Becuase they're NOT REALLY YOURS.
@winstonthorne: If the Hyatt was unable to justify paying their staff the union wage, then why'd they agree to it in the first place? You can blame unions as much as you want, for the Hyatt situation, for the auto industry, but at every point management has made an agreement with the union. The union may not have known what the employer could afford (employers are often extremely secretive about this stuff at the negotiating table) and made their demands based on their own understanding of the situation (although you will never hear me disagree that unions can be stupid and reckless and politically motivated). Management can agree, or take a strike. It's a 50/50 split, blame-wise.
@NightSteel: This does happen all the time in every industry.
That said, I am glad I am a Marriott man (parking rapes not withstanding).
@winstonthorne: It seems like you have a grudge against unions, which is your opinion. But the workers weren't in a union, so their wage was earned "honestly" without anyone to negotiate for them. Does this still make them overpaid? Think of it this way: A lot of these people are in their mid-30s and mid-40s, some of them even older. Most of them are poor immigrants. Most of them are women, and a good amount of them probably have families, possibly with young children.
When I got out of college, I made $17 an hour. My very first real job, and I made more than these people do, and more than many of these people will ever see in a year, and you think they're overpaid?

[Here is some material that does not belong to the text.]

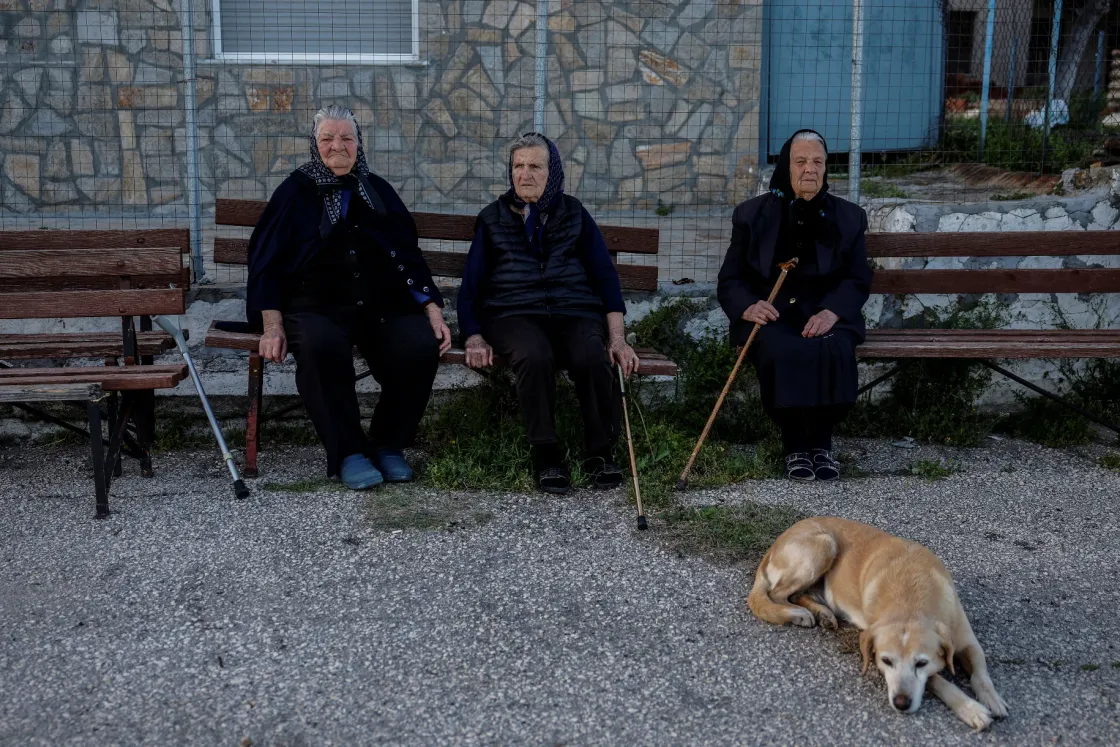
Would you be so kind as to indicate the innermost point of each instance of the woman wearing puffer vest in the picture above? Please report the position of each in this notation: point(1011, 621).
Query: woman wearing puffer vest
point(541, 290)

I work in the staffing industry and have a little insight into the cost savings they are looking at here. For a company like to Hyatt to pay housekeepers $15 per hour plus benefits plus 401k match it probably costs between $19 - $23 per hour. Generally the bare minimum to employee someone is 18% of salary, for employees with benefits and 401k it is typically between 30% and 50%, sometimes as high as 60% to 80% of salary. The staffing company who got the contract probably is charging a basic markup over their costs (employee salary) typically between 28% - 50%. So Hyatt goes from paying $19 to $23 per hour to the employee with various long term commitments (401k, cobra, work comp, unemployment)to paying a staffing company $10.24 to $12 per hour with no long term obligations to the employee.
Sadly from a numbers perspective as long as the increased theft/lower quality work doesn't cost them more than $7 per hour per employee they come out ahead. Personally I think that with these pay rates they are going to be in for a rough time. They are going to get excessive amounts of theft and lower quality work and I think this will cost them more customers than its worth.
@Buckus: So you are saying that the cleaning will be done by folks in India, and the linens replaced in China?



















Classy, Hyatt. Get them to train their own replacements by lying to them.
I guess at least now we all know yet another management ploy to be on the lookout for.